Diabetes patients are in the first place
Symptoms first start in the feet, especially the soles and toes. As polyneuropathy progresses, it spreads to the hands and legs. Symptoms are usually continuous but may fluctuate, especially in the evening. Acute polyneuropathies occur for infectious and toxic reasons, while chronic polyneuropathies are more common. The incidence varies between 24 and 80 per 1000, and its incidence increases with age. It is thought that one in 10 people aged fifty-five and older has different levels of polyneuropathy. Approximately half of those with long-term diabetes can also have polyneuropathy.

Its progression can be prevented
If polyneuropathy is diagnosed early, the factor that causes nerve damage can be detected and controlled, thus preventing the progression of the nerve damage and protecting it from other symptoms that may occur. The presence of polyneuropathy is detected by EMG (electromyography) examination. EMG gives us information about which peripheral nerves and which fibers are affected, whether there is damage in the body of the nerve or in the sheath that surrounds it, and allows the nerve to transmit rapidly. According to the EMG findings, it is tried to understand whether it is an acute process or a chronic polyneuropathy. Again, in the presence of EMG and clinical findings, it is tried to determine whether it is genetic or not. After the diagnosis of polyneuropathy, the diseases that may cause it is investigated. For this, blood tests are done first. If necessary, further examinations such as electrophoresis, chest radiography, abdominal ultrasound, tumor markers are requested.

Diabetes is the most common cause of polyneuropathy. Also, various causes such as hypothyroidism, alcohol use, chemotherapy drugs, cancer, infections, liver or kidney failure, vitamin B1 or B12 deficiency, heavy metal poisoning can be seen.
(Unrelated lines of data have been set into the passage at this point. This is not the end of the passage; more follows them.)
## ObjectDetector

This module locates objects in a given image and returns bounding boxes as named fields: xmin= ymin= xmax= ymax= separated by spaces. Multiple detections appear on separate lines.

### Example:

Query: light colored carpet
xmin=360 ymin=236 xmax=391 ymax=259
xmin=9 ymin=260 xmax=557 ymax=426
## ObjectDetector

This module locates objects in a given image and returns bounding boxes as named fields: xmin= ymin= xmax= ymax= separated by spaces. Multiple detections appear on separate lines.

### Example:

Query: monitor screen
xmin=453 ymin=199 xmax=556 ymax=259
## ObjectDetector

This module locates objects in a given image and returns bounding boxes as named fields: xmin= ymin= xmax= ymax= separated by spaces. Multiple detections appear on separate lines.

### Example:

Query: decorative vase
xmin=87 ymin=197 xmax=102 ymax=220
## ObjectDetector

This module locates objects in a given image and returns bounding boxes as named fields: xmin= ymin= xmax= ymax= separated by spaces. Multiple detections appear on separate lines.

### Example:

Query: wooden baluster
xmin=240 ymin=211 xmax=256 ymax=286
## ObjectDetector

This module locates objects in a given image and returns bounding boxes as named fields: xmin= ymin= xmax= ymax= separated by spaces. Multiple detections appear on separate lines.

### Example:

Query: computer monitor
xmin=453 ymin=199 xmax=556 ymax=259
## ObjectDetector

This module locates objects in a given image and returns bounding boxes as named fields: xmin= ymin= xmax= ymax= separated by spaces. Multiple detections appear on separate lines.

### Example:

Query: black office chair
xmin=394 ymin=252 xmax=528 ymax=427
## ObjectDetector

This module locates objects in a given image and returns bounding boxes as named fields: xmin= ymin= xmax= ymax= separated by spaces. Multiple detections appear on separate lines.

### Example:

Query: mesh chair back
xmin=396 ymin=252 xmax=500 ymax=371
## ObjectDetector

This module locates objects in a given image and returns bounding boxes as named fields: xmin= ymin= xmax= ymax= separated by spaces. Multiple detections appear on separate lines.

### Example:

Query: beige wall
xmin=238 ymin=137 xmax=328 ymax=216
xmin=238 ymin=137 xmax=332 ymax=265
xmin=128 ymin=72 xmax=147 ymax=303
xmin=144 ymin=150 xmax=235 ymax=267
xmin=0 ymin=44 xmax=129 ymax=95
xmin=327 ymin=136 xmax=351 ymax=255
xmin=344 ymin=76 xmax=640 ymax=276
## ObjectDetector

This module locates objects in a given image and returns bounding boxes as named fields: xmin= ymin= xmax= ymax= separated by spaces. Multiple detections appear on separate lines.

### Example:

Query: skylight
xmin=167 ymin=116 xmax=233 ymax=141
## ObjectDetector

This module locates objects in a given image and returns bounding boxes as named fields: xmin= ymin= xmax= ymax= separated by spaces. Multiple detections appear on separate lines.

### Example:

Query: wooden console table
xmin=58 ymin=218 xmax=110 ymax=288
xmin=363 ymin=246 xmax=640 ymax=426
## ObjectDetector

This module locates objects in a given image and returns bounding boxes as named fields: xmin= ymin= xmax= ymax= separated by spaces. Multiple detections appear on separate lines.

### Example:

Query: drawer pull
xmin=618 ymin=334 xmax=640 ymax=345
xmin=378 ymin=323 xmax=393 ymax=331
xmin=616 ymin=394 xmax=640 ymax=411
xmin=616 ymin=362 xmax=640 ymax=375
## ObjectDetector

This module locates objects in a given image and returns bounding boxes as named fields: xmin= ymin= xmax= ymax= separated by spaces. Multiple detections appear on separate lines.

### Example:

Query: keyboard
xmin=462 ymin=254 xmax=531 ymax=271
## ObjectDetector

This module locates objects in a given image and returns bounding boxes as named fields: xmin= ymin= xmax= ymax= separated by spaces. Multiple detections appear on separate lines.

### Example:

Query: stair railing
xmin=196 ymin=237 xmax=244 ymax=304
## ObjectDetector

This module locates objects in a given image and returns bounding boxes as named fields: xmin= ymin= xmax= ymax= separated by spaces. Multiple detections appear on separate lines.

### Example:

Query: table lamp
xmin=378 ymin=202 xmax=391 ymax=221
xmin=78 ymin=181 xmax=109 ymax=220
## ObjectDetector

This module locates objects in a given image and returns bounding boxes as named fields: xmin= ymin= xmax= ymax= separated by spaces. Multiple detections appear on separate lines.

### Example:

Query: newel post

Treatment depending on the cause
The treatment of polyneuropathy is basically the treatment of the underlying disease or the cause of the nerve damage. Drugs that suppress the immune system such as cortisone can also be used depending on the situation. If the picture develops due to diabetes, controlling blood sugar is the most important step. Another point in the treatment is to eliminate the patient’s complaints. If there are complaints such as pain, numbness, burning, appropriate medication is arranged and the patient is relieved. Physiotherapy can be applied for weakness and balance disorder.

Long-term medication
While some complete recovery is achieved depending on the underlying cause, in some polyneuropathies, well-being can be preserved with long-term medication. In another group of polyneuropathy, progress may continue over time, wounds may occur in the feet in those with severe sensory impairment, and some genetic polyneuropathies may develop deformities and curvature in the spine over time, especially in the feet.

Right address neurologist
If you have complaints such as chills, burning, numbness in the hands and feet, especially at night, all these may be signs of polyneuropathy syndrome. EMG examination should be done by consulting with a neurologist, it should be determined whether there is any nerve damage and a path should be drawn accordingly. Some acute polyneuropathies can be life-threatening; In such sudden or new complaints, it is very important to consult a neurologist immediately.